We set out to explore the mechanism how Asc regulate Dock2 expression. When
we look at the stable BMDM Asc deficient cell line, we find that Dock2
protein expression is indeed absent. We took these cell lines and transfect
them with Asc expressing retroviral vectors. Ectopic Asc expression was
confirmed by Western blot, and pro-IL-1 processing, a hallmark of
inflammasomes activity, was restored by re-expression of Asc in these cells.
However, Asc protein re-expression was not able to rescue Dock2 expression
in these cells. We reasoned that the immortalization process by which we
have generated the cell line might have caused some changes that prevent
Dock2 re-expression after Asc complementation. We established primary BMDM
cultures with bone marrow cells from mice in our current Asc -/- mouse
colony. We were planning to work on these primary cells with the Asc
complementation experiment when, to our surprise, we found that these
primary cells are sufficient for Dock2 expression in the absence of Asc. We
took additional mice from our Asc-/- colony and found every one of them are
Asc deficient but Dock2 sufficient.
While this finding is surprising, we believe what really happened is that
the Asc-/- mouse strain originally from Millennium was a compound mutant
strain with mutations in both Asc and Dock2 locus. The nature of the Dock2
mutation in these mice remains mysterious to us. Our BMDM stable cell line
was established from the original Millennium mouse line, as a result these
cells are also deficient for Dock2 expression. However, after backcrossing
to B6 mice for two generations, that mutant Dock2 allele was segregated from
Asc deficient allele in our current Asc-/- mouse strain since Dock2 and Asc
encoding genes are located on different chromosomes. This explains why
reconstitution of Asc-/- cell lines with Asc protein expression vector
cannot rescue Dock2 expression.
It was a genuine mistake on the authors’ side, since they did not provide
complementation experimental data. It is also a mistake on the reviewers’

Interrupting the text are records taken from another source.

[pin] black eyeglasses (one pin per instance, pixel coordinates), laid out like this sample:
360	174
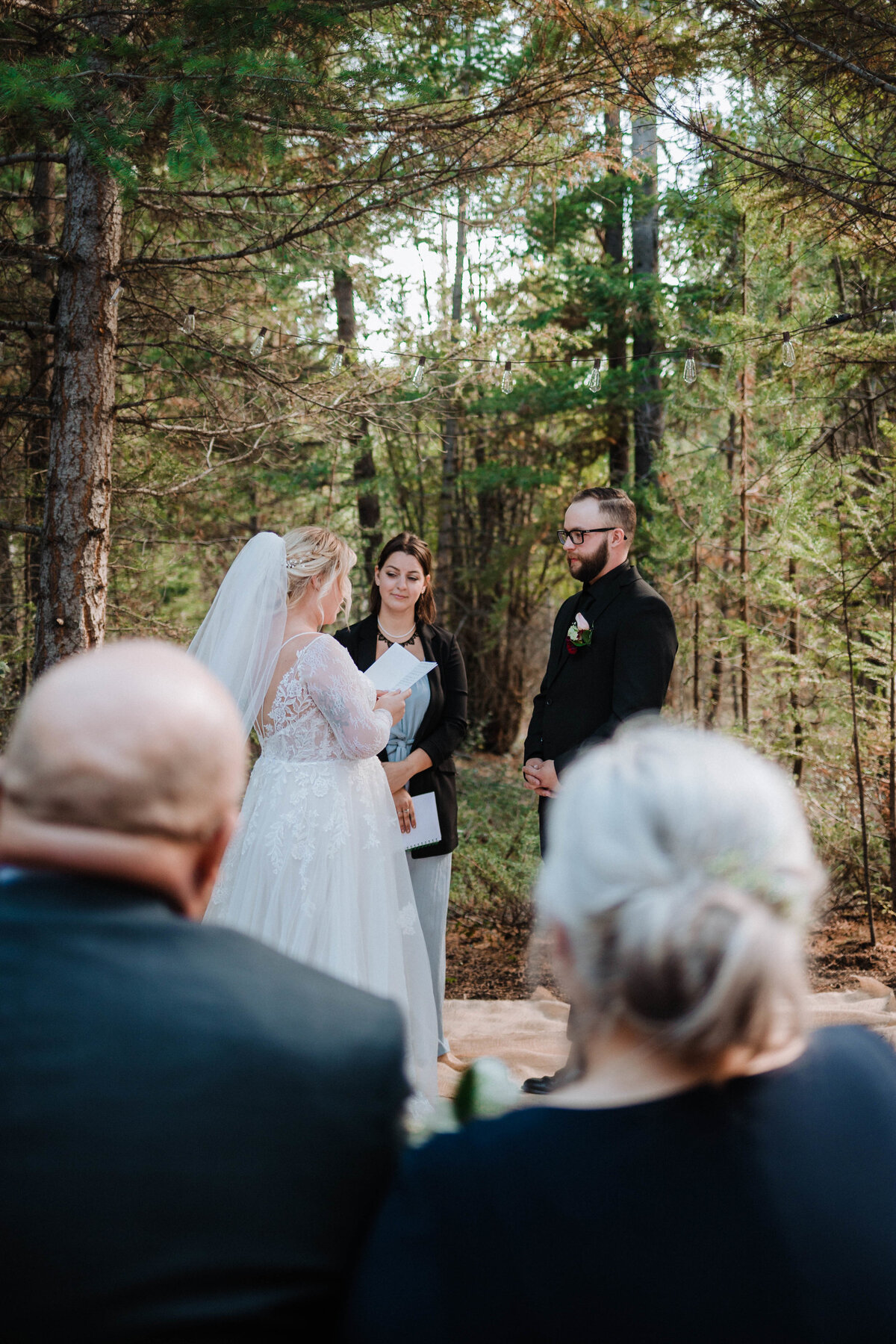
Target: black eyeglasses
578	534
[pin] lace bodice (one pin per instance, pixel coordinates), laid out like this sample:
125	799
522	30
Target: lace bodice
324	709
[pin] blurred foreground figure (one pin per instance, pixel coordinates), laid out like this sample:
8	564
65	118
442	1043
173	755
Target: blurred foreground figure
715	1176
193	1129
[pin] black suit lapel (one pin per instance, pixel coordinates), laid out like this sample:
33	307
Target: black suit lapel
367	643
437	695
593	605
559	652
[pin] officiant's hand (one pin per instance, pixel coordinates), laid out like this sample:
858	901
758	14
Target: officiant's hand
396	774
394	702
405	808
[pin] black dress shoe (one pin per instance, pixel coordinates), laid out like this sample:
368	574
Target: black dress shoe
541	1086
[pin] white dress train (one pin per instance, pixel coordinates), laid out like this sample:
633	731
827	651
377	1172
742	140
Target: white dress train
317	868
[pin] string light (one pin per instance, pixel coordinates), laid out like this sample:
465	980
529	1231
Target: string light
788	352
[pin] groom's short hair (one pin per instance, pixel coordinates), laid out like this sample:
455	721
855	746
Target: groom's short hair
615	504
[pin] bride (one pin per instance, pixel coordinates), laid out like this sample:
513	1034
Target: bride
317	866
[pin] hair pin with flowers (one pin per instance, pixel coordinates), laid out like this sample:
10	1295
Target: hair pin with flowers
578	635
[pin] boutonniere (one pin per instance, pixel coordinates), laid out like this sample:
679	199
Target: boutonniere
578	635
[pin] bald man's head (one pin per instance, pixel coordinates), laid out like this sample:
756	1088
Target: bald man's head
134	737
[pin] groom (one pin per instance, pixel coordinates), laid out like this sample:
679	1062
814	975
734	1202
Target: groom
612	653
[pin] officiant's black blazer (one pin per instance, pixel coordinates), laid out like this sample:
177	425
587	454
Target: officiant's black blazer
625	670
444	725
193	1129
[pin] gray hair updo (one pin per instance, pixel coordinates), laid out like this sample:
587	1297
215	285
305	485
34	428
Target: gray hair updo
682	867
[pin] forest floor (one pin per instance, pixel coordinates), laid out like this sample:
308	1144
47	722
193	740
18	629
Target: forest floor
491	953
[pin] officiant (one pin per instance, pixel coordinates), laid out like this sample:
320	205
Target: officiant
418	757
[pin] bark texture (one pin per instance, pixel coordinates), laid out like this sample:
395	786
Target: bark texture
448	524
363	464
617	324
74	564
645	267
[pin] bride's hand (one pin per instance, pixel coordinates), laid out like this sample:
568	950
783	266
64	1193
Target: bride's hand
405	806
394	702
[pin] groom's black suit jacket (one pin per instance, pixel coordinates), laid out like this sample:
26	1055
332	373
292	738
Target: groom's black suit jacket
193	1129
625	670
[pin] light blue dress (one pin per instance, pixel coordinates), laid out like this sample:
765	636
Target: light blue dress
430	878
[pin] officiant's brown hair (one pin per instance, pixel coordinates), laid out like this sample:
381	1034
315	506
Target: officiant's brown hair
411	544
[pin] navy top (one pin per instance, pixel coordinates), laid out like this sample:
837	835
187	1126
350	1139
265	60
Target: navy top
762	1210
195	1132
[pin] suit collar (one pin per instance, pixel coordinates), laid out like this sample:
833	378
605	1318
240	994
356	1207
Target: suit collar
593	603
617	578
367	643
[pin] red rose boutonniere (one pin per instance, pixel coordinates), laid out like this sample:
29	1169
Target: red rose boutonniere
578	635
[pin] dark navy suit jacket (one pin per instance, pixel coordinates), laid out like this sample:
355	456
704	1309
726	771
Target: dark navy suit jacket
195	1130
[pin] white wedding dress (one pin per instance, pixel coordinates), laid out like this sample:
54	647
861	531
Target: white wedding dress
317	868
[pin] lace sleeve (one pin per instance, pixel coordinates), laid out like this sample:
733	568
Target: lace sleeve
346	699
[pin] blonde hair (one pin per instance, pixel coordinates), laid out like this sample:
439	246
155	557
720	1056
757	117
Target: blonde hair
314	551
682	867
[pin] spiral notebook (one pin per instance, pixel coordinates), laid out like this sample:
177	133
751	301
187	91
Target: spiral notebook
428	830
396	670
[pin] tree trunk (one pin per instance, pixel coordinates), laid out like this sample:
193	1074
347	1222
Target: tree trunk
37	449
645	268
615	191
793	648
74	564
448	529
363	464
746	391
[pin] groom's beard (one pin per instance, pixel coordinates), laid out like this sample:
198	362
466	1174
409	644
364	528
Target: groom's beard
588	567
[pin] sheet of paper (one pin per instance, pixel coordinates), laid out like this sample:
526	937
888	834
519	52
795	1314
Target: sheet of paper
396	670
428	830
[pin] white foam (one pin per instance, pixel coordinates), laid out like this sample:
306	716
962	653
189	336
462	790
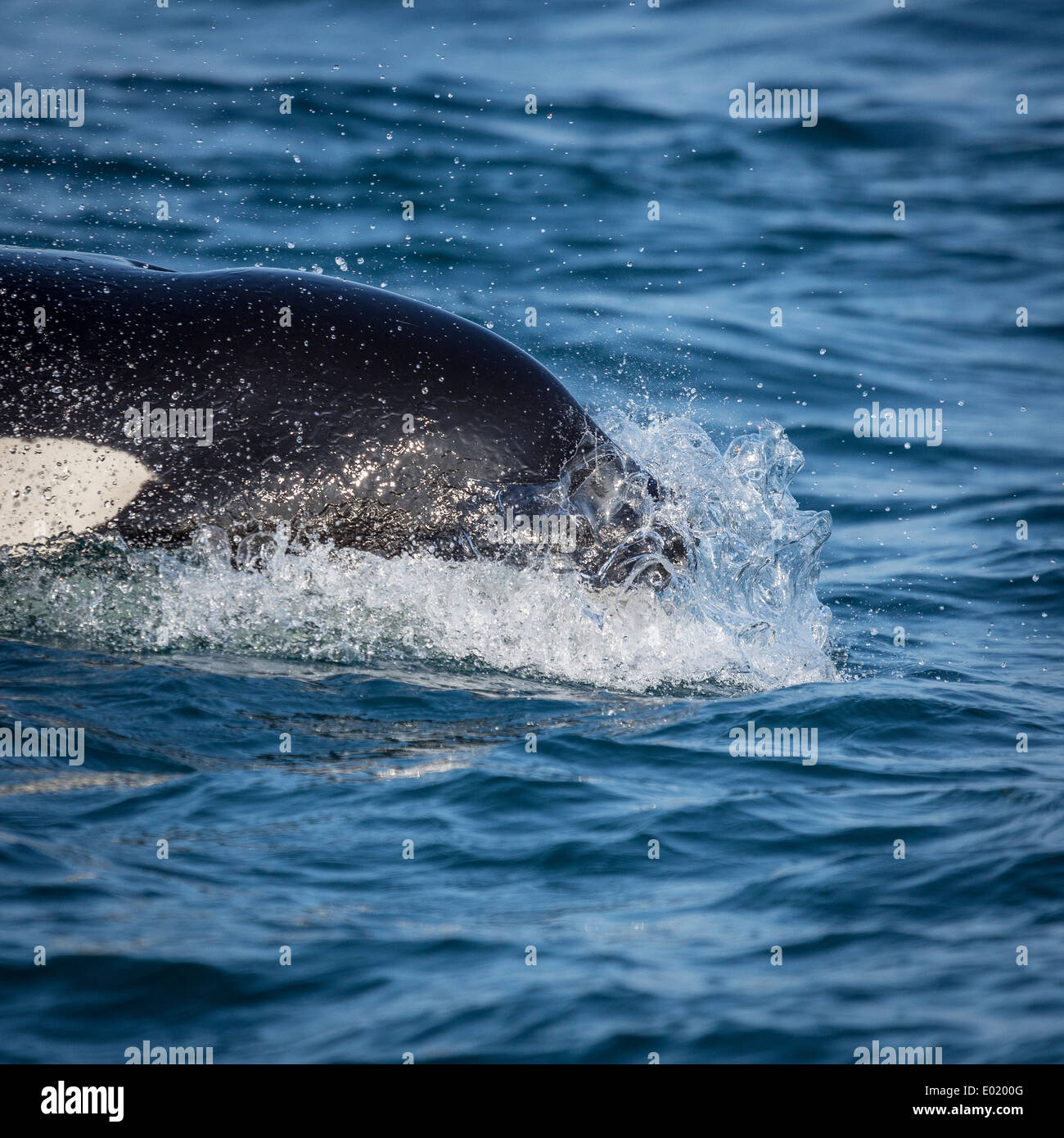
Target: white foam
746	617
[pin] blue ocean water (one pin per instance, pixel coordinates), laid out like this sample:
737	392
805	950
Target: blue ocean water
408	690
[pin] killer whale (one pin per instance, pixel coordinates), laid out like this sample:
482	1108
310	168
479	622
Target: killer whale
151	403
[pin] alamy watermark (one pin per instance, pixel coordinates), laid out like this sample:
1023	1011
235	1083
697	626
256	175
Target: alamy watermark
775	102
160	1055
904	422
556	531
171	422
20	741
50	102
877	1054
774	742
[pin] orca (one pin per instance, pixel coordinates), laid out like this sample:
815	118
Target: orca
151	403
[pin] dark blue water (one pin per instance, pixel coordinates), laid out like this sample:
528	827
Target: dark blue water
408	690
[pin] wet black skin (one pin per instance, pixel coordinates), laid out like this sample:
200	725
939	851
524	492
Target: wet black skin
373	420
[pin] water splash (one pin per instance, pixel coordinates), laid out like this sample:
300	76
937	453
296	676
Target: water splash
743	616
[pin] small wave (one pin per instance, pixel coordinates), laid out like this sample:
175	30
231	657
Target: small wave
745	616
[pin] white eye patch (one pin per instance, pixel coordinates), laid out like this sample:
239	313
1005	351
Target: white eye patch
50	486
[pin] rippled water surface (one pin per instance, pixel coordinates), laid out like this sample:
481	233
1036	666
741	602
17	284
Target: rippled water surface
287	731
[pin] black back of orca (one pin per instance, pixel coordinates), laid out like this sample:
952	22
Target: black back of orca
382	421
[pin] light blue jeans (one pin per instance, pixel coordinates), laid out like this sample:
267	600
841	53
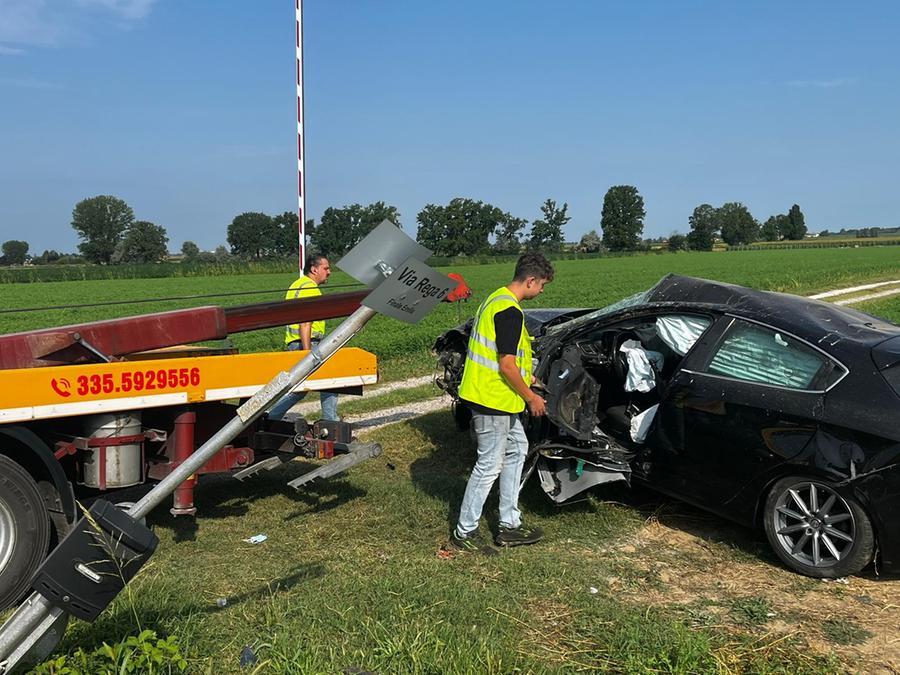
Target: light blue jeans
502	446
289	400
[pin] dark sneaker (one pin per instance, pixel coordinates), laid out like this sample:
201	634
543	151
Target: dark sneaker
518	536
474	543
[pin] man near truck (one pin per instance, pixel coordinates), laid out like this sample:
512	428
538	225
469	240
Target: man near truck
308	334
496	386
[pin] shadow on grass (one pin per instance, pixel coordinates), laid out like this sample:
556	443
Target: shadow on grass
444	472
161	603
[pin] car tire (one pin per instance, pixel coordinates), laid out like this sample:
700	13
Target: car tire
24	531
462	415
815	530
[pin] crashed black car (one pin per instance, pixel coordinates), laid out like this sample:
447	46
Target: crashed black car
766	408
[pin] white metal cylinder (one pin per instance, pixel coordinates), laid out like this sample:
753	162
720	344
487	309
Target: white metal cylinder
123	462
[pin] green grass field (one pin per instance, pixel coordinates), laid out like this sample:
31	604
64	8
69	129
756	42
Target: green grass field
403	349
353	576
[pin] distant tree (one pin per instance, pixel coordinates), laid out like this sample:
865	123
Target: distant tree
796	224
738	225
101	223
508	240
704	222
287	234
622	219
546	232
340	229
144	242
771	229
590	242
252	235
190	251
15	251
47	257
460	228
677	242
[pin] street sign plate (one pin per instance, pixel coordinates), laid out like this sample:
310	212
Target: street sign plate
386	245
410	292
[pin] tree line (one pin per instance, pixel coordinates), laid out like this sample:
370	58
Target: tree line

since they probably did not ask for such data. However, I believe we have
solid scientific evidence that the phenomenon observed by Ippagunta, et al
was no more than an artificial effect in an accidentally generated compound
mutant mouse line, thus the whole message in that paper does not stand.
It is truly an unfortunate situation for the authors, however, it is more
important to inform the community that they have made a mistake instead of
covering it up and let the wrong message be there to misled other scientists
or even finding its way into textbooks for the next generation.